The spiritual sequel to Freedmen, Casino is essentially a commentary on capitalism running amok in Sin City, but shot with the eye of a man who can style violence and decadence better than most. Once again Scorsese casts De Niro with Joe Pesci, but surrounds them with an incredible cast including Sharon Stone and the great Don Rickles in a surprising twist. Casino is a constant spiral of a movie, a whirlwind of backstabbing that threatens the way the crowd operates. The film skips power grabs and brutal negotiations involving a handful vice, and Scorsese goes wild to create another incredible story of mob violence, based on real events in 1970s Las Vegas.
4 A Bronx Tale
De Niro’s debut film is a coming-of-age story set in the Italian neighborhoods of the Bronx, where gangsters rule and working-class people must protect their families from the influence of criminals. De Niro directs himself as a local bus driver, shrugging off the influence of the violent and charismatic Sonny (a sensational Chazz Palminteri). Sonny begins to bring C (Lillo Brancato) into his world. The “Worker” because the real badass must show the youngsters that the quick way to riches is not a rewarding way of life. De Niro nails the Bronx setting. A Bronx Tale became a seminal Italian-American text.
3 Jackie Brown
Jackie Brown was, in part, a revitalization of former blaxploitation star Pam Grier and the slow-burning plot and quick-witted dialogue machine that Elmore Leonard novels wield. Quentin Tarantino’s sequel to pulp Fiction was an exercise in subtlety. Without possessing the fantastical orgy of violence like most of his films, Taratino completed his film with an excellent ensemble. De Niro joins forces with drug dealer Ordell (Samuel L. Jackson) as they get caught up in Jackie’s scheme for her freedom and theft. Although De Niro isn’t the lead, his calm demeanor with classic rage bubbling beneath it makes his one time collaboration with Tarantino all the more memorable.
Heat is an epic crime saga of men on opposite sides of the law, but adorning the other with their dedication to their craft. The De Niro and Al Pacino pairing was a masterstroke by maestro Michael Mann that culminated in a legendary dinner scene which was then followed by shootings to end all movie bank robberies, one-punch fierce that would cement the film’s legacy. Heat is a definitive heist movie and a definitive movie of the 90s. De Niro was on fire in 1995 releasing this and Casino in the same year.

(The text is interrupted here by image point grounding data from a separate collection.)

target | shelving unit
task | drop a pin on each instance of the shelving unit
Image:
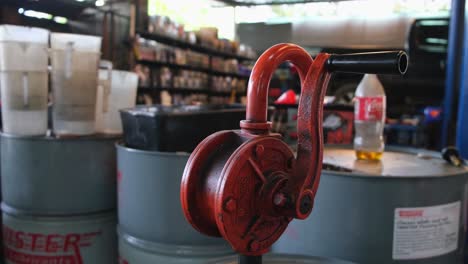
(186, 45)
(183, 90)
(191, 68)
(170, 41)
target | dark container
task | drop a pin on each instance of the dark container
(177, 128)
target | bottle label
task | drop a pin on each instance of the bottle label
(369, 108)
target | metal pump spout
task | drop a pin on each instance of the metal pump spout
(386, 62)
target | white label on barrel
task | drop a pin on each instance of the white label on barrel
(425, 232)
(48, 248)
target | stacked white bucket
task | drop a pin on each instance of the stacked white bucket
(59, 193)
(24, 79)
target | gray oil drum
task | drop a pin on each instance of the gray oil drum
(135, 251)
(409, 208)
(86, 239)
(149, 198)
(59, 176)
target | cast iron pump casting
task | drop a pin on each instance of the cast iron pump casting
(246, 185)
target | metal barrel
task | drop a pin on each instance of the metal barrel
(386, 62)
(409, 208)
(73, 239)
(136, 251)
(133, 250)
(45, 175)
(149, 199)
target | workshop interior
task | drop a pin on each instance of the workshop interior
(234, 131)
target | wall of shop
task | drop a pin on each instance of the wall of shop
(261, 36)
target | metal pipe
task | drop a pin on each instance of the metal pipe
(243, 259)
(386, 62)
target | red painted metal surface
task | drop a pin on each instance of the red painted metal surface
(246, 185)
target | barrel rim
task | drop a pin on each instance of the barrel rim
(93, 137)
(172, 250)
(433, 154)
(303, 259)
(120, 145)
(12, 211)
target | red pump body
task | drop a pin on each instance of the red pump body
(246, 185)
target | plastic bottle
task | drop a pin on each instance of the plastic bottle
(369, 118)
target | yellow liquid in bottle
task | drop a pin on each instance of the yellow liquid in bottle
(368, 155)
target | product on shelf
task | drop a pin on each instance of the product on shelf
(144, 77)
(165, 78)
(143, 50)
(220, 100)
(206, 36)
(192, 99)
(151, 50)
(191, 80)
(227, 84)
(222, 65)
(164, 25)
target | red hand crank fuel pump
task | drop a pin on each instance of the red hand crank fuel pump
(246, 185)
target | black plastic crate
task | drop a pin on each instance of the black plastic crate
(176, 128)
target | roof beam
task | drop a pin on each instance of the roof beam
(279, 2)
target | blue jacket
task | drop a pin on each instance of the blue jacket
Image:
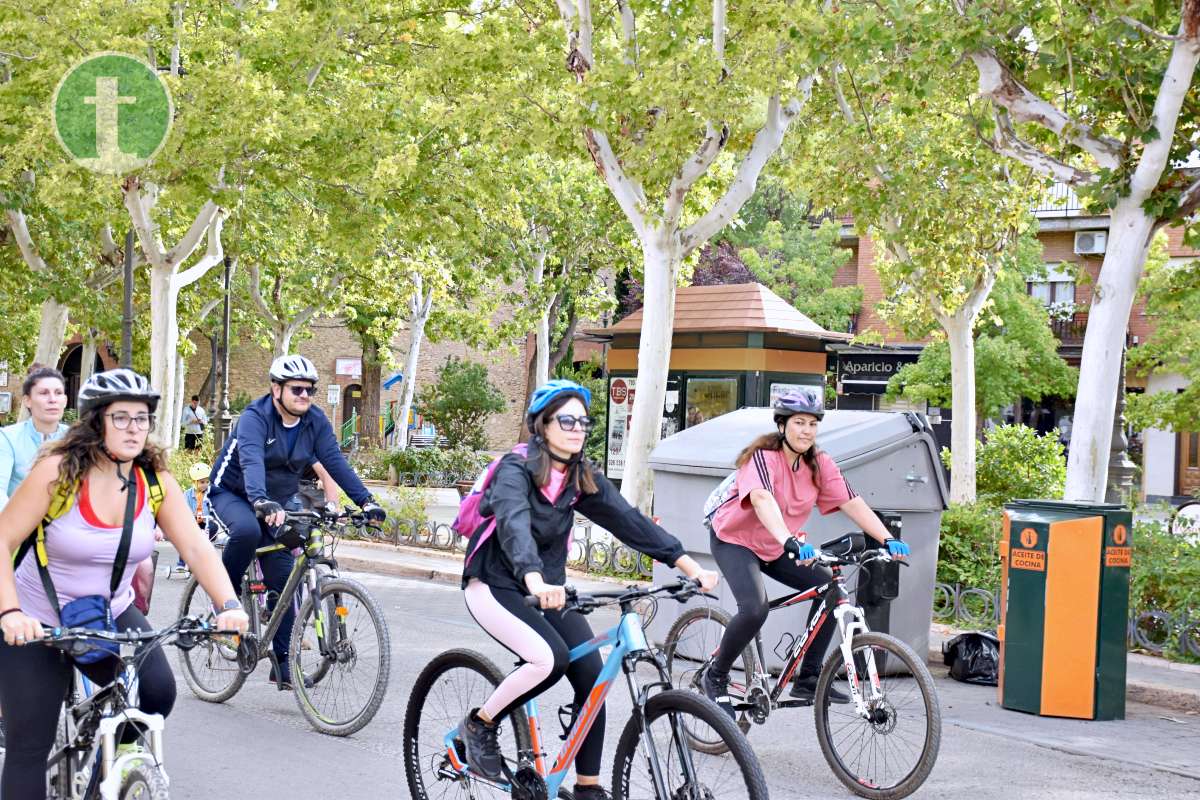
(19, 444)
(255, 462)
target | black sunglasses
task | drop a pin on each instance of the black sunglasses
(300, 391)
(568, 422)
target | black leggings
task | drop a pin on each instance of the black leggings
(34, 681)
(743, 572)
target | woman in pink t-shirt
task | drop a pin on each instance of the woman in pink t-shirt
(757, 529)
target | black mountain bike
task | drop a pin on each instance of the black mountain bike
(883, 744)
(340, 651)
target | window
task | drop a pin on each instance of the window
(708, 397)
(1056, 289)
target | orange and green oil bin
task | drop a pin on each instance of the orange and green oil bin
(1065, 608)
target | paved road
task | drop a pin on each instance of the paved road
(259, 745)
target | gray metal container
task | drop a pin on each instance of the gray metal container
(889, 458)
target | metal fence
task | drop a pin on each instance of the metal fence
(1152, 630)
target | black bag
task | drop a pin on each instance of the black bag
(973, 657)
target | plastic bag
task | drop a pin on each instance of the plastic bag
(973, 657)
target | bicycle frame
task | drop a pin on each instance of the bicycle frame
(849, 619)
(97, 709)
(629, 647)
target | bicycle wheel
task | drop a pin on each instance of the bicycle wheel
(451, 685)
(690, 644)
(210, 668)
(349, 673)
(144, 782)
(891, 752)
(685, 771)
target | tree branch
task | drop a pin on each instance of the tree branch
(25, 241)
(999, 85)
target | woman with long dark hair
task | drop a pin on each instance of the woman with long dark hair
(757, 529)
(534, 499)
(100, 461)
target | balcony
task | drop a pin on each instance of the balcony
(1069, 330)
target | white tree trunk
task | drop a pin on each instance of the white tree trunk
(163, 348)
(661, 259)
(88, 358)
(51, 332)
(541, 356)
(1108, 319)
(421, 307)
(959, 336)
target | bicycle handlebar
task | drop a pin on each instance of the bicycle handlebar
(679, 590)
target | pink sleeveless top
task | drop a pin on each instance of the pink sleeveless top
(81, 551)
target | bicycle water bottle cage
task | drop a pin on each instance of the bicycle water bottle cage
(567, 715)
(781, 649)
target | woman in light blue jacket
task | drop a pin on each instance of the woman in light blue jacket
(46, 397)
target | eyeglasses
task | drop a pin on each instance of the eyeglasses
(121, 421)
(300, 391)
(568, 422)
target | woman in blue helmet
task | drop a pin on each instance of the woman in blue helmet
(534, 499)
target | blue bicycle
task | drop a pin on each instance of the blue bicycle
(654, 758)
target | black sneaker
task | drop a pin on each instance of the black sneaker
(483, 745)
(717, 689)
(804, 689)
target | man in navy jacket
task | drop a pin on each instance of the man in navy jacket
(258, 470)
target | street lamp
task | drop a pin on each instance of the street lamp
(225, 420)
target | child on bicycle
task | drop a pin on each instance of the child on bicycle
(101, 459)
(534, 499)
(781, 476)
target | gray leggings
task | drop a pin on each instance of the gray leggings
(743, 572)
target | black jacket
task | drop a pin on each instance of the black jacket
(532, 534)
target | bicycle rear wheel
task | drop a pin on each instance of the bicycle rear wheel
(210, 668)
(891, 752)
(690, 644)
(447, 690)
(671, 717)
(349, 672)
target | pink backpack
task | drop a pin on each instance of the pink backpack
(469, 516)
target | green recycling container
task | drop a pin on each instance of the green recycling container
(1065, 608)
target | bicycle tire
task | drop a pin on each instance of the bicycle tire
(598, 557)
(678, 703)
(415, 753)
(335, 590)
(210, 651)
(144, 782)
(624, 559)
(861, 785)
(688, 678)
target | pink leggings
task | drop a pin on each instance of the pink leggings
(543, 641)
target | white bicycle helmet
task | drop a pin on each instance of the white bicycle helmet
(112, 385)
(293, 367)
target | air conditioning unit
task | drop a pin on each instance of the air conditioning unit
(1091, 242)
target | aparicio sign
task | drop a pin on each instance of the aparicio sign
(874, 367)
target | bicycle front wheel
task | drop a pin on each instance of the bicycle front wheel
(210, 668)
(144, 782)
(447, 690)
(671, 720)
(341, 677)
(889, 752)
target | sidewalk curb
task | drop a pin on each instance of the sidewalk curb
(1164, 697)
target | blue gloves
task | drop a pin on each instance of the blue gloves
(798, 552)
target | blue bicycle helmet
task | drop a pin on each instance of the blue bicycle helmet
(552, 389)
(803, 401)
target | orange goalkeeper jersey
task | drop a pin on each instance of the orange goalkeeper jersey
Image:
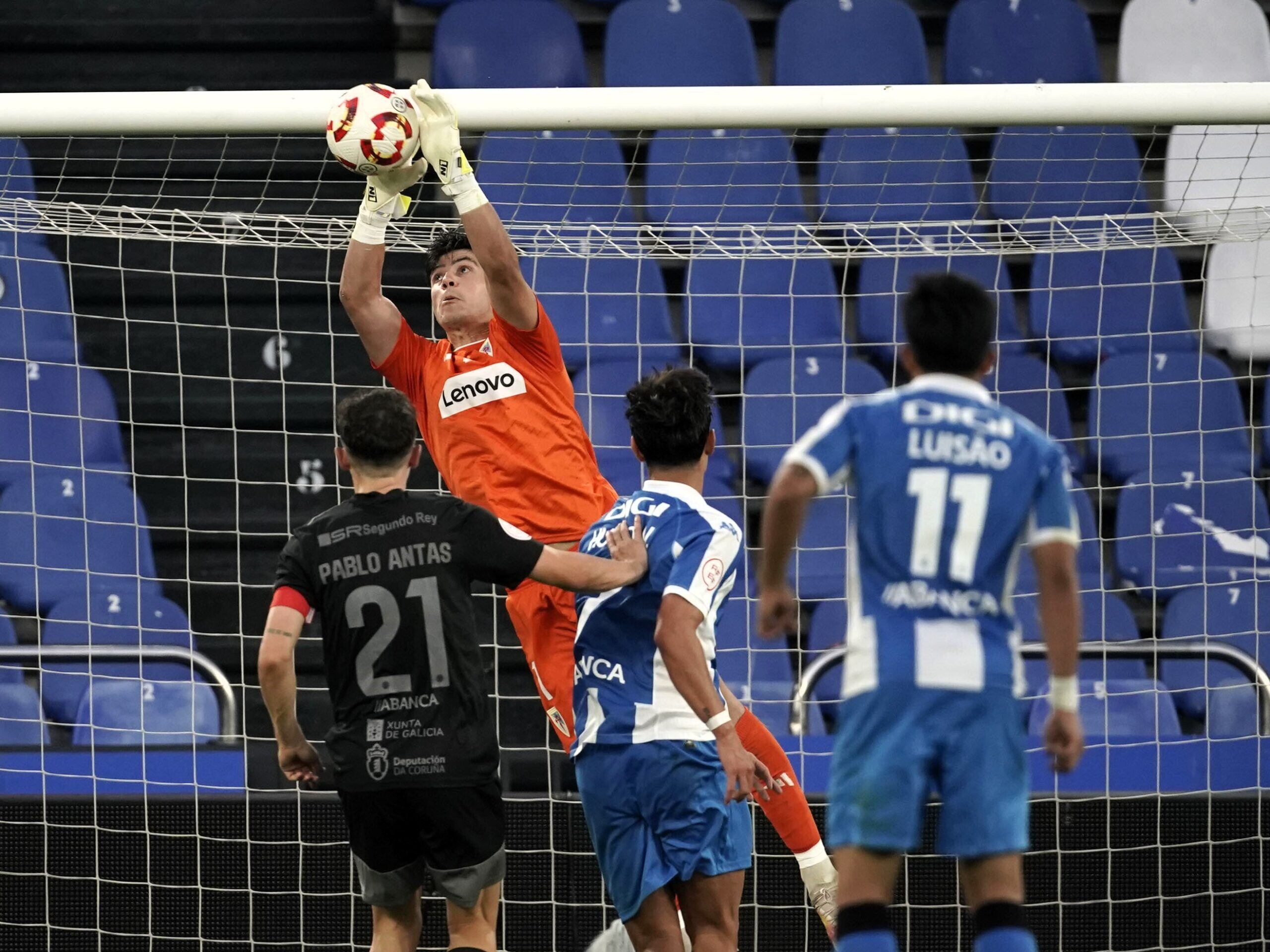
(500, 420)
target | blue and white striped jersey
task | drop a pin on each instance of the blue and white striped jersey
(947, 486)
(622, 691)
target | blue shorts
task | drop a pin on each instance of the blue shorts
(656, 814)
(898, 744)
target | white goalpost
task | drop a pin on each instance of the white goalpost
(172, 350)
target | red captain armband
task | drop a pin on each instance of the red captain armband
(287, 597)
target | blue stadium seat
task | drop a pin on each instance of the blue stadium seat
(1235, 613)
(1174, 530)
(107, 617)
(885, 282)
(606, 309)
(1092, 305)
(1064, 172)
(556, 177)
(1019, 41)
(1232, 710)
(877, 177)
(87, 530)
(1175, 411)
(21, 721)
(135, 713)
(1104, 617)
(504, 44)
(56, 414)
(35, 301)
(729, 177)
(600, 395)
(684, 44)
(1139, 709)
(783, 399)
(864, 42)
(1029, 388)
(741, 311)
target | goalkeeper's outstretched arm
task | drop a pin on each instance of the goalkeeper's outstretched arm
(508, 293)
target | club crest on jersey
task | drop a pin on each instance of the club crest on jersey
(479, 388)
(378, 762)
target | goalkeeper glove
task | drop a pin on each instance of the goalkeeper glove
(382, 201)
(439, 141)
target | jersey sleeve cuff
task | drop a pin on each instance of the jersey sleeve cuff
(287, 597)
(1056, 534)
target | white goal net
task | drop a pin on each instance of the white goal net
(172, 350)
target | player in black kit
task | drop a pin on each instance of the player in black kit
(414, 746)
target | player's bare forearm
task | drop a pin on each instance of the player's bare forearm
(377, 319)
(676, 636)
(1060, 603)
(277, 673)
(508, 293)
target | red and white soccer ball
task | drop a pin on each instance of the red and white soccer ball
(373, 128)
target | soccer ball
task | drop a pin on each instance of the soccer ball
(373, 128)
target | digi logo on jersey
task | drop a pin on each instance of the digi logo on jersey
(479, 388)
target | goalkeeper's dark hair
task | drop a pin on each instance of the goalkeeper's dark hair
(951, 321)
(377, 427)
(446, 243)
(670, 416)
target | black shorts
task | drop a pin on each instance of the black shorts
(399, 837)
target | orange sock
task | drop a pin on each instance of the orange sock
(788, 812)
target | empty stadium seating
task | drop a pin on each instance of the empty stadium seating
(784, 398)
(731, 177)
(1194, 41)
(66, 531)
(1109, 709)
(571, 176)
(1090, 305)
(781, 302)
(606, 309)
(1019, 41)
(828, 42)
(885, 281)
(698, 44)
(132, 713)
(1237, 298)
(870, 177)
(1174, 411)
(498, 44)
(1175, 531)
(1064, 172)
(1234, 613)
(125, 617)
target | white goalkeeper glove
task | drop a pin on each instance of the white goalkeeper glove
(382, 201)
(439, 141)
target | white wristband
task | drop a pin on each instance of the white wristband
(466, 193)
(1065, 694)
(719, 720)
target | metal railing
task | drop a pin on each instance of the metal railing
(1180, 651)
(143, 653)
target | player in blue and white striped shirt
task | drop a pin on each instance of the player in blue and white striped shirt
(662, 772)
(947, 488)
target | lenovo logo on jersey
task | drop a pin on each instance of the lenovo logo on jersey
(479, 388)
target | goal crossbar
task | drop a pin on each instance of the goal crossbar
(278, 112)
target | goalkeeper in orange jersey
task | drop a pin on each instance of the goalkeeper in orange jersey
(496, 408)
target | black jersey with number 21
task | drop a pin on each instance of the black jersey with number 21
(390, 575)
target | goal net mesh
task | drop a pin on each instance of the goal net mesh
(172, 351)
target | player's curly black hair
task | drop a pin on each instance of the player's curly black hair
(949, 321)
(445, 243)
(377, 427)
(670, 416)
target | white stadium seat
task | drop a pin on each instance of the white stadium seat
(1237, 298)
(1194, 41)
(1217, 176)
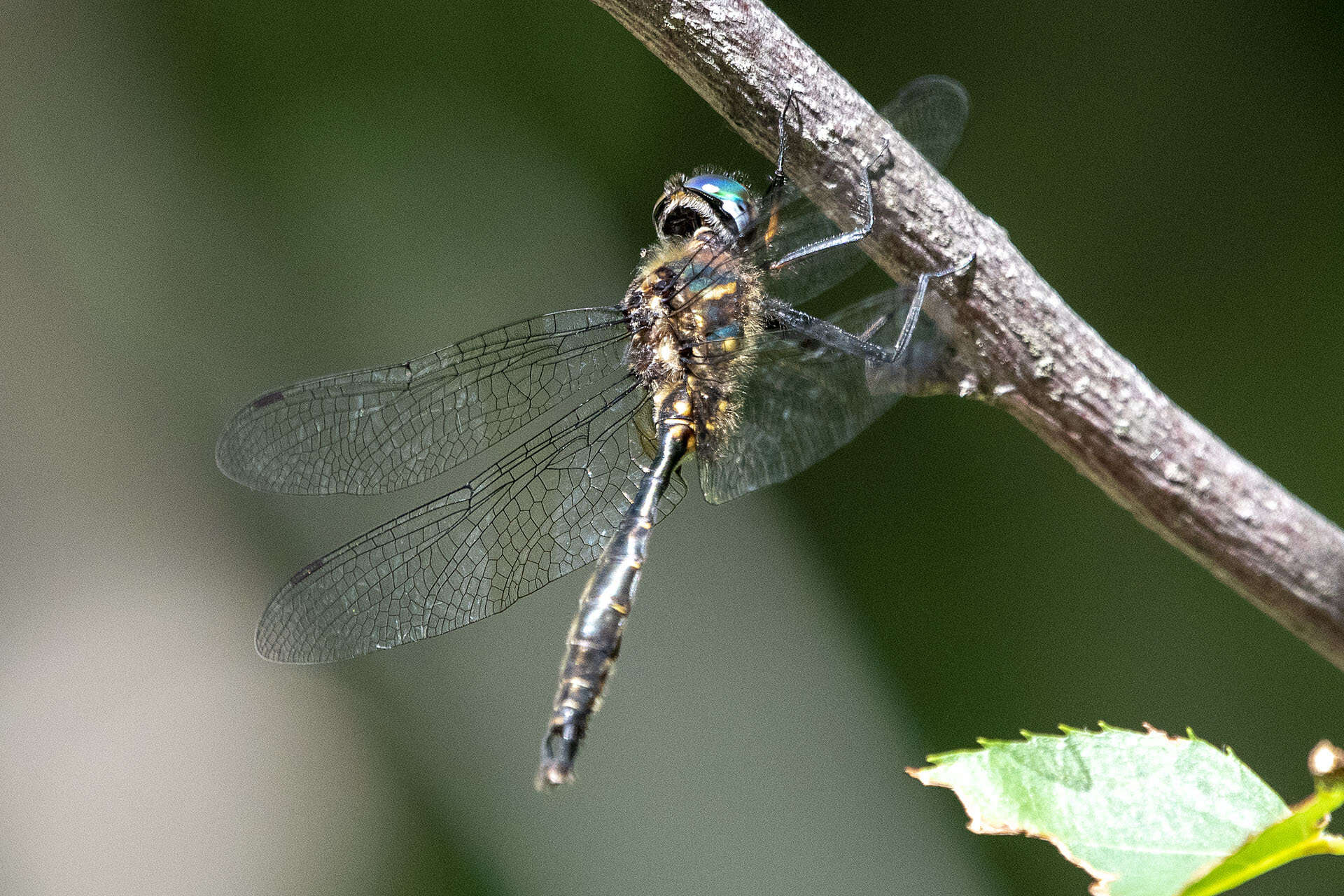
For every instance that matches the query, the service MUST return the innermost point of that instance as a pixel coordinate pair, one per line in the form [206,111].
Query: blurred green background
[200,202]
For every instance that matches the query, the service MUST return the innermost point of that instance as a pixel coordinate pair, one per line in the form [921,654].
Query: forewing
[930,113]
[387,428]
[542,511]
[803,399]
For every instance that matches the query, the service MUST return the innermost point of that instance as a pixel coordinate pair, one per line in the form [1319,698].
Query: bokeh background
[200,202]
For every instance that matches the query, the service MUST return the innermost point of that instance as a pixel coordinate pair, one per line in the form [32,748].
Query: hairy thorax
[694,312]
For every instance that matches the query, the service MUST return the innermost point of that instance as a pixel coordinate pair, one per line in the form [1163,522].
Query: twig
[1023,348]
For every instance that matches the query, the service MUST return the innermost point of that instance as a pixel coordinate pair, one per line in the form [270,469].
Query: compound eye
[730,198]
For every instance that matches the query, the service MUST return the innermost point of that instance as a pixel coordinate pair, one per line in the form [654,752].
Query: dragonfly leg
[774,192]
[860,344]
[848,237]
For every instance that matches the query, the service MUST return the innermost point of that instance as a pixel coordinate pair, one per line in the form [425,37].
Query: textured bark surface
[1022,347]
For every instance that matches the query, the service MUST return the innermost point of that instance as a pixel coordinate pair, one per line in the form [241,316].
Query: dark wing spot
[269,398]
[307,571]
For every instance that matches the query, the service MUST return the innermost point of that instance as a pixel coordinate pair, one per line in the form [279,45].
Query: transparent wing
[930,113]
[387,428]
[542,511]
[804,399]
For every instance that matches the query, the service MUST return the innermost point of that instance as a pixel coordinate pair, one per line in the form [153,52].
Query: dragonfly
[585,418]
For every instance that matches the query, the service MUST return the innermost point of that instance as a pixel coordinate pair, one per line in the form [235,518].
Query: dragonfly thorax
[694,312]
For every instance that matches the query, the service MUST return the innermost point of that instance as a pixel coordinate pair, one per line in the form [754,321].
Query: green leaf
[1298,836]
[1142,812]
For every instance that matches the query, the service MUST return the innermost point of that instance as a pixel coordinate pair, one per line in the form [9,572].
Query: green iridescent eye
[732,198]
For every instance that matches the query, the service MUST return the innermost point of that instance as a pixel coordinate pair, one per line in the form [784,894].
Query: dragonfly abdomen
[594,637]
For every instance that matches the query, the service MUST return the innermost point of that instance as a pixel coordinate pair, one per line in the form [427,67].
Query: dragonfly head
[706,200]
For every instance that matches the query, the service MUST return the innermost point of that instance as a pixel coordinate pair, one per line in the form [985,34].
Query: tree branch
[1023,348]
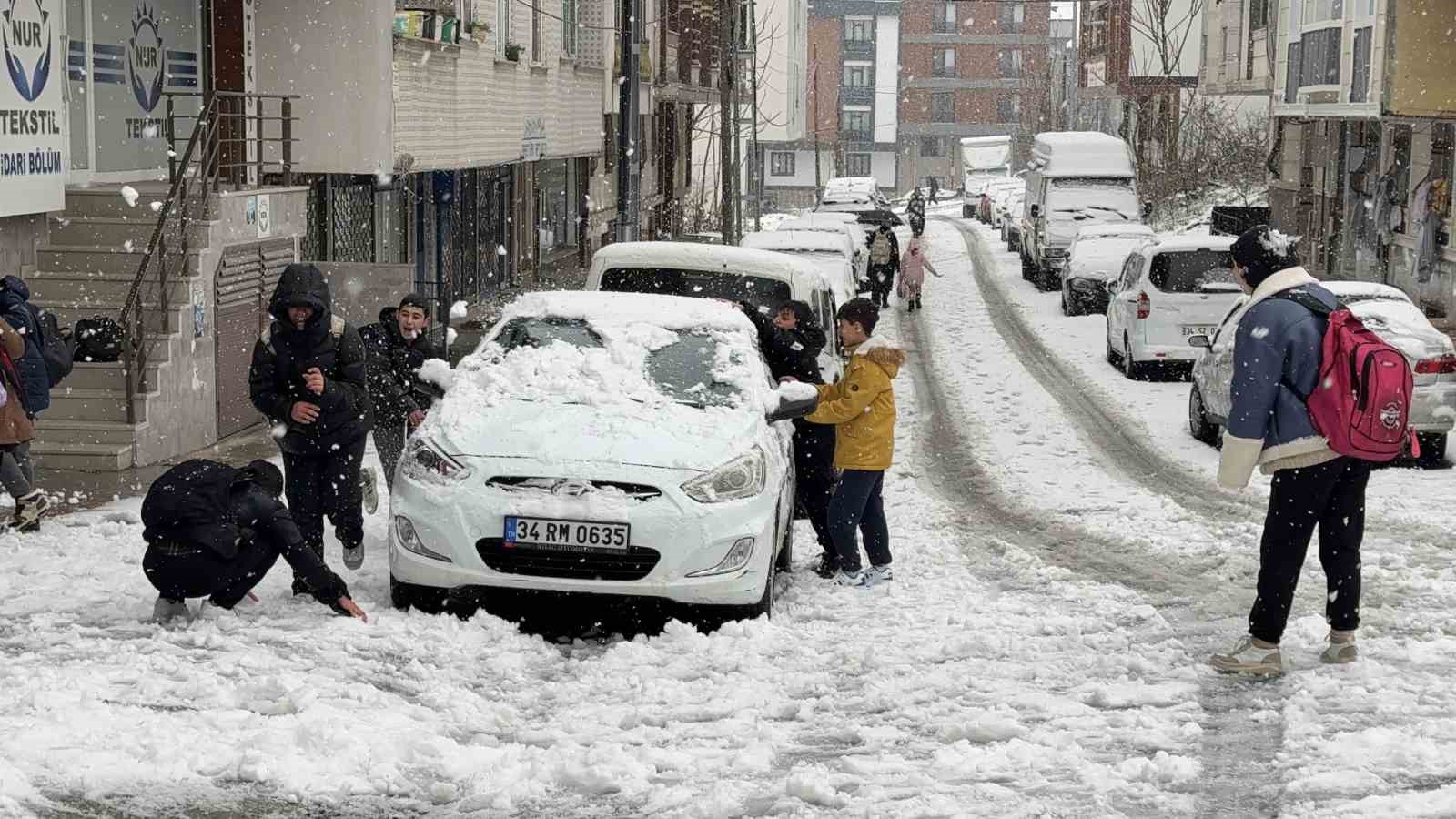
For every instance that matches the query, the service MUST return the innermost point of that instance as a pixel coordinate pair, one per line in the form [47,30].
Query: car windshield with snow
[603,443]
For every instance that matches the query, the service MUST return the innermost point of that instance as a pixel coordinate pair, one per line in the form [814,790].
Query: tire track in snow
[1114,435]
[1238,753]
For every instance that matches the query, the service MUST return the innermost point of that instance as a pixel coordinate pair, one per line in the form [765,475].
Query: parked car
[832,252]
[1390,315]
[603,445]
[1167,292]
[1096,256]
[763,278]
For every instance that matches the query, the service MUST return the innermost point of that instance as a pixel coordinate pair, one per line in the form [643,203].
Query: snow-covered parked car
[763,278]
[1390,315]
[1096,256]
[832,252]
[1168,290]
[609,445]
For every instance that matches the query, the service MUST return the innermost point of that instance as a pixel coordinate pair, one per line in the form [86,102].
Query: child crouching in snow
[912,273]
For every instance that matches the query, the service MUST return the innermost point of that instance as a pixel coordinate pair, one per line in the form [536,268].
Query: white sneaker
[1341,647]
[354,559]
[167,611]
[369,486]
[1249,659]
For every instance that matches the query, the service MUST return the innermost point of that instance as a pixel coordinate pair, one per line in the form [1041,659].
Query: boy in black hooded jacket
[309,379]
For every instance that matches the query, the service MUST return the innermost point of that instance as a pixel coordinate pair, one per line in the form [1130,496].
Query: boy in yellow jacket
[863,407]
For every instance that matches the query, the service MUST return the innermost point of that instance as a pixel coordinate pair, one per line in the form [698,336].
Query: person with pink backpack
[1317,399]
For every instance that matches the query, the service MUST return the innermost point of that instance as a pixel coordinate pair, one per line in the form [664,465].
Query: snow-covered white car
[603,443]
[832,252]
[763,278]
[1096,256]
[1167,292]
[1390,315]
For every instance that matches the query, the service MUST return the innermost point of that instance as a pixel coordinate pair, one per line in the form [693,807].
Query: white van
[763,278]
[1075,178]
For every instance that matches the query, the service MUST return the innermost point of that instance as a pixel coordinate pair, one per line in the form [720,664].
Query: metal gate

The key to De Niro’s performance as Jimmy Conway in Freedmen is its introduction. Immediately seen as a figure of narrator Henry Hill’s envy, De Niro’s cool is explosive, boastful and murderous. Jimmy Conway is respected as an Irishman in a gang where only pure-blooded Italians make it to the top. Freedmen is one of great mafia movies ever madeand De Niro fits right into the smoldering allure of the mafia lifestyle.